Concern that hackers will compromise political campaign databases seems like a prudent response to the current information security landscape, yet disappointingly, at least for those of us in the data security community, the conversation between candidates about security has been largely focused on the “Great Wall of Mexico” and whether or not ISIS should be nuked.
Were a major campaign hack to go down, it would not only create a very unfortunate political situation, but also the information of millions of voters would be at risk for phishing attacks and identity theft. If one of these data-heavy campaign databases were to fall into the wrong hands, there is no end to the scams that creative, sophisticated and persistent fraudsters could pull off with it, or the havoc they might wreak.
The attacks could be based on a familiarity with the target and/or target group—phishing, spearphishing, picking purchases that go unnoticed, cooking up scams involving known networks of friends gleaned from voter data married to social networking accounts — but I digress.
As things stand, there is no solution. Data breaches are the third certainty in life, right behind death and taxing presidential elections.

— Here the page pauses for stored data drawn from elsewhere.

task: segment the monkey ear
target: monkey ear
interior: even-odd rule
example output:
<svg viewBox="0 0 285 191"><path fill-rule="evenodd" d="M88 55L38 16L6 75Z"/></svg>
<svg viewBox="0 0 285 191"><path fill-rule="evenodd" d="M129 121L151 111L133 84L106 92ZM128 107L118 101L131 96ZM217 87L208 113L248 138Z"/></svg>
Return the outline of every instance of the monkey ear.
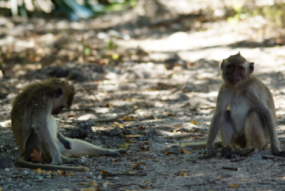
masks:
<svg viewBox="0 0 285 191"><path fill-rule="evenodd" d="M224 69L224 60L222 61L222 64L221 64L221 70L223 70Z"/></svg>
<svg viewBox="0 0 285 191"><path fill-rule="evenodd" d="M252 74L252 73L253 73L253 70L254 70L254 63L253 63L253 62L250 62L250 63L249 63L249 73Z"/></svg>
<svg viewBox="0 0 285 191"><path fill-rule="evenodd" d="M61 88L57 88L53 92L51 92L51 97L52 98L59 98L63 94L63 91Z"/></svg>

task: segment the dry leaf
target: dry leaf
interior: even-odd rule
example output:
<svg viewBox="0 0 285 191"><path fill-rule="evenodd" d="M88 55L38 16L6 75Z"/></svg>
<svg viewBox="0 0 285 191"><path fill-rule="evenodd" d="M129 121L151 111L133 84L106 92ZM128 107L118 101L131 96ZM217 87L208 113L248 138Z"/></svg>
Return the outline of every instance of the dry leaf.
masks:
<svg viewBox="0 0 285 191"><path fill-rule="evenodd" d="M0 191L3 191L3 188L2 188L2 187L0 187Z"/></svg>
<svg viewBox="0 0 285 191"><path fill-rule="evenodd" d="M42 173L42 169L40 169L40 168L37 168L34 171L38 172L39 174Z"/></svg>
<svg viewBox="0 0 285 191"><path fill-rule="evenodd" d="M81 189L82 191L96 191L96 190L100 190L99 188L83 188Z"/></svg>
<svg viewBox="0 0 285 191"><path fill-rule="evenodd" d="M82 185L86 185L86 183L79 182L79 183L77 183L76 185L78 185L78 186L82 186Z"/></svg>
<svg viewBox="0 0 285 191"><path fill-rule="evenodd" d="M183 153L183 154L191 154L191 153L194 153L194 151L188 151L186 149L180 149L180 152Z"/></svg>
<svg viewBox="0 0 285 191"><path fill-rule="evenodd" d="M137 167L138 165L140 165L140 164L146 165L144 162L139 162L139 163L134 164L133 166L131 166L131 170L134 169L134 168L136 168L136 167Z"/></svg>
<svg viewBox="0 0 285 191"><path fill-rule="evenodd" d="M140 136L142 136L142 135L125 135L125 137L127 137L127 138L137 138Z"/></svg>
<svg viewBox="0 0 285 191"><path fill-rule="evenodd" d="M109 184L110 184L110 182L104 182L104 183L103 183L103 187L104 187L104 188L107 188Z"/></svg>
<svg viewBox="0 0 285 191"><path fill-rule="evenodd" d="M75 119L77 119L77 117L75 117L75 115L69 115L67 118L75 118Z"/></svg>
<svg viewBox="0 0 285 191"><path fill-rule="evenodd" d="M129 171L125 171L124 173L125 174L134 174L133 171L130 171L130 170Z"/></svg>
<svg viewBox="0 0 285 191"><path fill-rule="evenodd" d="M64 174L65 172L63 170L57 170L56 171L58 174Z"/></svg>
<svg viewBox="0 0 285 191"><path fill-rule="evenodd" d="M143 144L144 144L144 145L148 145L148 142L147 142L147 141L145 141L145 142L143 142Z"/></svg>
<svg viewBox="0 0 285 191"><path fill-rule="evenodd" d="M105 170L101 170L101 171L100 171L100 174L111 174L111 173L106 172Z"/></svg>
<svg viewBox="0 0 285 191"><path fill-rule="evenodd" d="M106 103L104 107L110 107L110 103Z"/></svg>
<svg viewBox="0 0 285 191"><path fill-rule="evenodd" d="M217 179L218 179L218 180L222 180L222 179L224 179L224 178L225 178L225 177L218 177Z"/></svg>
<svg viewBox="0 0 285 191"><path fill-rule="evenodd" d="M93 181L89 182L89 183L87 184L87 186L96 187L96 186L98 186L98 184L95 182L95 180L93 180Z"/></svg>
<svg viewBox="0 0 285 191"><path fill-rule="evenodd" d="M121 124L118 122L114 122L112 126L115 127L115 126L119 126L119 125L121 125Z"/></svg>
<svg viewBox="0 0 285 191"><path fill-rule="evenodd" d="M149 147L148 147L148 146L144 146L144 145L141 145L141 146L140 146L140 149L141 149L142 151L149 151Z"/></svg>
<svg viewBox="0 0 285 191"><path fill-rule="evenodd" d="M137 118L131 117L131 116L124 116L123 120L125 120L125 121L135 121L135 120L137 120Z"/></svg>
<svg viewBox="0 0 285 191"><path fill-rule="evenodd" d="M145 130L145 127L140 126L138 127L138 130Z"/></svg>
<svg viewBox="0 0 285 191"><path fill-rule="evenodd" d="M190 123L192 123L194 125L198 125L198 123L196 121L190 121Z"/></svg>
<svg viewBox="0 0 285 191"><path fill-rule="evenodd" d="M150 186L150 187L142 186L142 185L138 185L138 186L143 188L143 189L153 189L153 188L155 188L155 186Z"/></svg>
<svg viewBox="0 0 285 191"><path fill-rule="evenodd" d="M183 170L181 171L181 174L182 174L183 176L187 176L187 173L184 172Z"/></svg>
<svg viewBox="0 0 285 191"><path fill-rule="evenodd" d="M194 66L193 62L188 62L188 66Z"/></svg>
<svg viewBox="0 0 285 191"><path fill-rule="evenodd" d="M230 187L231 188L239 188L239 185L238 184L230 184Z"/></svg>
<svg viewBox="0 0 285 191"><path fill-rule="evenodd" d="M42 158L42 151L38 148L34 148L31 154L31 161L32 162L44 162Z"/></svg>

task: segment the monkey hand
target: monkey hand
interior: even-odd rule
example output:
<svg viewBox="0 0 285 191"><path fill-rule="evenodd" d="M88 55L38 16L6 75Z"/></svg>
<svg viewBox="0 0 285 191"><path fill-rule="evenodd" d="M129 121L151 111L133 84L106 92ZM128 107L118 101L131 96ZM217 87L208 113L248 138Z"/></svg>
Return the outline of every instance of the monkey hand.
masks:
<svg viewBox="0 0 285 191"><path fill-rule="evenodd" d="M64 164L80 164L83 165L84 162L81 158L69 158L69 157L65 157L65 156L61 156L61 159L63 161Z"/></svg>
<svg viewBox="0 0 285 191"><path fill-rule="evenodd" d="M237 153L235 153L235 154L237 154ZM233 152L233 149L231 147L227 146L227 147L222 148L221 157L231 159L233 155L234 155L234 152Z"/></svg>
<svg viewBox="0 0 285 191"><path fill-rule="evenodd" d="M105 156L121 156L122 153L126 153L127 149L108 149L104 150L102 155Z"/></svg>
<svg viewBox="0 0 285 191"><path fill-rule="evenodd" d="M60 155L56 155L56 156L52 157L51 164L54 164L54 165L63 164L63 162L61 160L61 156Z"/></svg>
<svg viewBox="0 0 285 191"><path fill-rule="evenodd" d="M64 148L71 149L71 143L69 141L62 140L61 143L63 144Z"/></svg>
<svg viewBox="0 0 285 191"><path fill-rule="evenodd" d="M211 152L211 153L207 153L207 155L204 155L204 156L202 156L202 157L198 157L199 159L210 159L210 158L213 158L214 156L216 156L216 152L215 151L213 151L213 152Z"/></svg>

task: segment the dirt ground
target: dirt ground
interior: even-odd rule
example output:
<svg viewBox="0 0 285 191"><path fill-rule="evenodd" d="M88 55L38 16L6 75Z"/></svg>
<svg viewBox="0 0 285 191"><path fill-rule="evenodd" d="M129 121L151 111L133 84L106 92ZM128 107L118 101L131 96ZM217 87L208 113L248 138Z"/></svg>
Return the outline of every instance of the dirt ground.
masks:
<svg viewBox="0 0 285 191"><path fill-rule="evenodd" d="M284 46L273 37L260 40L260 17L237 25L200 17L137 28L93 26L98 19L0 17L0 190L285 190L285 158L269 149L238 160L199 160L205 149L179 147L206 140L220 63L241 52L274 96L285 149ZM82 157L90 172L14 166L20 151L11 131L12 101L25 85L53 76L77 90L71 109L56 116L59 131L70 136L74 128L77 134L87 129L85 141L127 148L126 154Z"/></svg>

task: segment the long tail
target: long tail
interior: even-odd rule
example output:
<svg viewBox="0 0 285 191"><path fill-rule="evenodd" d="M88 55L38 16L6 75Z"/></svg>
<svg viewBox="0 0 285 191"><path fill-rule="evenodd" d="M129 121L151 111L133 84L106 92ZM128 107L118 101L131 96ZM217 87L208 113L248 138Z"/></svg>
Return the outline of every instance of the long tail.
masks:
<svg viewBox="0 0 285 191"><path fill-rule="evenodd" d="M24 156L20 156L15 162L15 164L21 167L31 168L31 169L41 168L44 170L91 171L91 169L87 167L71 167L71 166L60 166L60 165L53 165L53 164L31 163L31 162L28 162Z"/></svg>
<svg viewBox="0 0 285 191"><path fill-rule="evenodd" d="M222 140L216 140L214 142L214 146L222 147L223 142ZM206 141L199 141L199 142L191 142L191 143L181 143L179 145L180 148L192 148L192 149L203 149L206 148Z"/></svg>

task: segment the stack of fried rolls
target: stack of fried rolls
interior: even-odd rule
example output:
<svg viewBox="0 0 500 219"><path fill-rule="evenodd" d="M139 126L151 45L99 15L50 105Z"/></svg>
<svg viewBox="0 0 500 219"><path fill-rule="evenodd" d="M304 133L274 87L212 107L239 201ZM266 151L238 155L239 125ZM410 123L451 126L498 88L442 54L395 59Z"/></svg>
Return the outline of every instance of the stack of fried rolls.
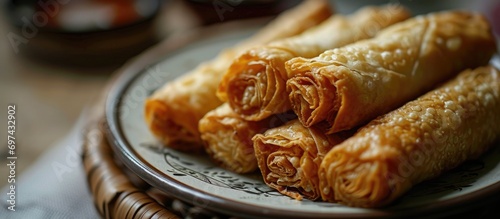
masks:
<svg viewBox="0 0 500 219"><path fill-rule="evenodd" d="M410 17L394 5L331 15L307 2L321 16L292 9L155 92L145 106L155 136L236 173L260 170L292 198L368 208L500 137L500 71L487 65L496 42L483 15ZM300 27L287 32L292 16Z"/></svg>
<svg viewBox="0 0 500 219"><path fill-rule="evenodd" d="M487 64L495 48L483 16L447 11L409 19L375 38L312 59L286 62L289 71L297 71L287 85L300 124L294 121L294 126L269 129L253 138L263 180L296 199L379 207L412 185L476 157L500 134L499 127L493 127L500 118L490 116L500 109L495 105L500 101L499 79L491 67L453 78ZM345 133L452 79L354 136ZM481 90L473 89L478 86ZM474 121L475 116L480 120ZM486 122L487 118L492 120ZM384 125L374 125L382 120ZM478 130L473 132L478 138L465 133L460 134L467 136L464 139L454 138L454 131L461 129ZM423 163L415 167L418 171L396 175L403 162L399 159L422 156L413 154L422 145L431 155L418 161Z"/></svg>
<svg viewBox="0 0 500 219"><path fill-rule="evenodd" d="M234 60L223 76L219 89L227 84L228 89L222 89L225 90L222 93L228 94L231 100L236 96L256 99L258 106L255 111L258 115L242 114L242 106L237 104L235 108L232 104L234 101L226 103L231 107L224 104L219 107L221 109L207 113L199 122L205 150L214 161L228 170L237 173L257 170L251 141L253 135L295 118L286 114L291 107L285 92L289 77L285 62L297 56L312 57L327 49L369 38L381 29L409 17L409 12L401 6L364 7L349 16L333 15L297 36L247 50Z"/></svg>

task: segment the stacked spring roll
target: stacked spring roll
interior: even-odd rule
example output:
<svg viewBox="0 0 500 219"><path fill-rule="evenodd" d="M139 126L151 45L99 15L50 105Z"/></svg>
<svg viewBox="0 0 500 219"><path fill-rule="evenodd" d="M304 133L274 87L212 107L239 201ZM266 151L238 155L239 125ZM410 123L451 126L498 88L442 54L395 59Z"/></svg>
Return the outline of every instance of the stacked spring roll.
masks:
<svg viewBox="0 0 500 219"><path fill-rule="evenodd" d="M286 80L293 75L285 70L286 61L312 58L325 50L373 37L409 17L405 8L396 5L367 6L349 16L333 15L300 35L241 54L223 76L217 95L246 120L258 121L286 112L291 109Z"/></svg>
<svg viewBox="0 0 500 219"><path fill-rule="evenodd" d="M246 121L224 103L205 114L199 129L205 151L215 163L236 173L250 173L258 169L252 137L292 119L296 116L289 112Z"/></svg>
<svg viewBox="0 0 500 219"><path fill-rule="evenodd" d="M251 38L168 82L145 102L149 129L167 147L202 151L198 122L208 111L222 104L215 92L231 60L252 46L301 33L330 15L330 5L326 1L305 1L278 16Z"/></svg>
<svg viewBox="0 0 500 219"><path fill-rule="evenodd" d="M481 14L431 13L372 39L286 62L295 75L287 90L305 126L327 121L335 133L387 113L465 68L486 64L495 50Z"/></svg>
<svg viewBox="0 0 500 219"><path fill-rule="evenodd" d="M320 126L307 128L295 119L255 135L252 140L264 182L298 200L320 198L319 165L332 147L352 134L325 133Z"/></svg>
<svg viewBox="0 0 500 219"><path fill-rule="evenodd" d="M257 169L253 144L249 139L263 131L266 122L244 122L225 103L205 114L199 122L199 129L205 150L215 163L236 173L248 173Z"/></svg>
<svg viewBox="0 0 500 219"><path fill-rule="evenodd" d="M326 201L385 206L413 185L477 158L500 137L500 72L466 70L333 147L319 169Z"/></svg>

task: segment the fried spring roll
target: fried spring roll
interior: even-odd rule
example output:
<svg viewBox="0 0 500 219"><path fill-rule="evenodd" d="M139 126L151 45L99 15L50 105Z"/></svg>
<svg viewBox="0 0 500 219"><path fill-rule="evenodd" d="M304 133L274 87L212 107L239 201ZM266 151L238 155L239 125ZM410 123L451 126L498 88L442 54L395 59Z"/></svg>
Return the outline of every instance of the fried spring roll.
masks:
<svg viewBox="0 0 500 219"><path fill-rule="evenodd" d="M375 38L286 63L293 110L305 126L329 133L365 124L466 69L487 64L496 50L487 20L477 13L421 15Z"/></svg>
<svg viewBox="0 0 500 219"><path fill-rule="evenodd" d="M410 17L402 6L365 7L356 13L333 15L304 33L247 50L222 77L218 97L246 120L258 121L291 109L285 62L314 57L325 50L373 37L379 30ZM293 72L292 72L293 73Z"/></svg>
<svg viewBox="0 0 500 219"><path fill-rule="evenodd" d="M258 169L252 137L283 124L284 119L286 117L268 117L246 121L224 103L205 114L199 129L205 151L215 163L236 173L250 173Z"/></svg>
<svg viewBox="0 0 500 219"><path fill-rule="evenodd" d="M325 132L318 126L306 128L295 119L255 135L255 156L264 182L298 200L320 198L317 173L321 160L349 136L347 132L333 135Z"/></svg>
<svg viewBox="0 0 500 219"><path fill-rule="evenodd" d="M321 196L350 206L390 204L413 185L483 154L500 136L500 72L467 70L380 116L328 152Z"/></svg>
<svg viewBox="0 0 500 219"><path fill-rule="evenodd" d="M232 59L251 46L290 37L331 15L326 1L305 1L274 19L251 38L227 48L154 92L145 102L145 120L165 146L182 151L202 151L198 121L221 105L215 92Z"/></svg>

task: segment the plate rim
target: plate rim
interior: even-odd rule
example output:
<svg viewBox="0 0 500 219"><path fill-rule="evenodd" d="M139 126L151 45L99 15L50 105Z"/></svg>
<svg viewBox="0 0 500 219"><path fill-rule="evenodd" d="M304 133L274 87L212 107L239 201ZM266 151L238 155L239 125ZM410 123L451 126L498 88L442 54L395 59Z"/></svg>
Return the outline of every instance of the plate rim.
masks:
<svg viewBox="0 0 500 219"><path fill-rule="evenodd" d="M268 18L266 18L268 19ZM264 19L264 20L266 20ZM248 24L262 24L263 19L251 19L246 21L236 21L228 22L226 24L214 25L202 28L198 31L207 33L211 37L217 37L218 35L224 34L224 32L214 31L217 28L228 28L225 31L238 31L247 29L248 26L242 25L241 23ZM236 28L236 29L234 29ZM241 217L251 217L251 218L262 218L262 217L287 217L287 218L303 218L314 216L316 218L331 218L331 217L342 217L342 218L380 218L380 217L414 217L414 216L432 216L435 213L441 213L439 216L443 216L443 210L454 209L454 211L447 211L449 214L457 214L459 212L464 212L472 209L471 203L476 203L476 205L482 206L486 203L486 200L493 199L496 195L500 194L500 180L490 186L478 189L474 192L451 198L448 200L441 200L431 206L425 205L421 208L401 208L396 211L384 211L384 208L374 209L375 211L363 212L363 213L330 213L330 212L317 212L310 213L304 211L282 211L275 208L262 208L260 206L247 204L243 202L234 201L221 196L215 196L213 194L207 193L201 189L197 189L193 186L187 185L164 174L162 171L158 170L152 164L147 162L142 156L140 156L132 145L127 141L126 136L122 130L121 123L119 121L119 110L118 106L123 101L124 93L131 87L133 82L147 72L150 66L158 65L161 61L168 59L169 57L176 54L176 52L185 49L189 43L197 42L203 37L207 37L207 34L199 34L198 31L193 33L184 33L161 42L159 45L154 46L154 48L145 51L143 54L139 55L136 59L131 60L130 63L124 65L123 68L118 70L118 77L113 81L105 102L105 123L106 123L106 137L113 149L113 152L120 159L125 166L130 169L135 175L139 176L141 179L146 181L151 186L162 190L175 198L185 201L189 204L196 205L193 203L195 199L204 200L204 203L208 203L203 207L210 209L215 212L230 214ZM215 33L215 34L214 34ZM191 35L190 35L191 34ZM203 37L201 37L203 36ZM181 39L181 43L174 43L175 46L171 46L170 41L175 41ZM163 49L158 49L163 48ZM166 48L166 49L165 49ZM153 60L153 61L152 61ZM146 173L147 175L142 175ZM481 203L477 203L480 201ZM490 201L491 202L491 201ZM460 207L458 206L467 206ZM259 209L253 209L252 207L259 207ZM457 210L458 209L458 210ZM459 211L461 210L461 211Z"/></svg>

To be completely honest (isn’t that a refreshing concept in a presidential election?) in order to be almost cyber bulletproof, you would have to live in a log cabin on Loon Lake and never associate with anyone or anything. That said, there is a point in the drive to be careful with your information where you have to also live life.
Bottom line: As I mention in my book “Swiped: How To Protect Yourself In a World Filled With Scammers, Phishers and Identity Thieves” – practice the 3Ms: Do everything you can to minimize your risk of exposure, monitor aggressively so that you know as quickly as possible if you have a problem and have a plan to manage the damage. (You can check for signs of identity theft by viewing your free credit report summary each month on Credit.com.)
Don’t assume that your candidate of choice, no matter how much you think you can trust him or her, actually has your back. Frankly, in this decidedly insecure digital world, they don’t even have their own.
This story is an Op/Ed contribution to Credit.com and does not necessarily represent the views of the company or its partners.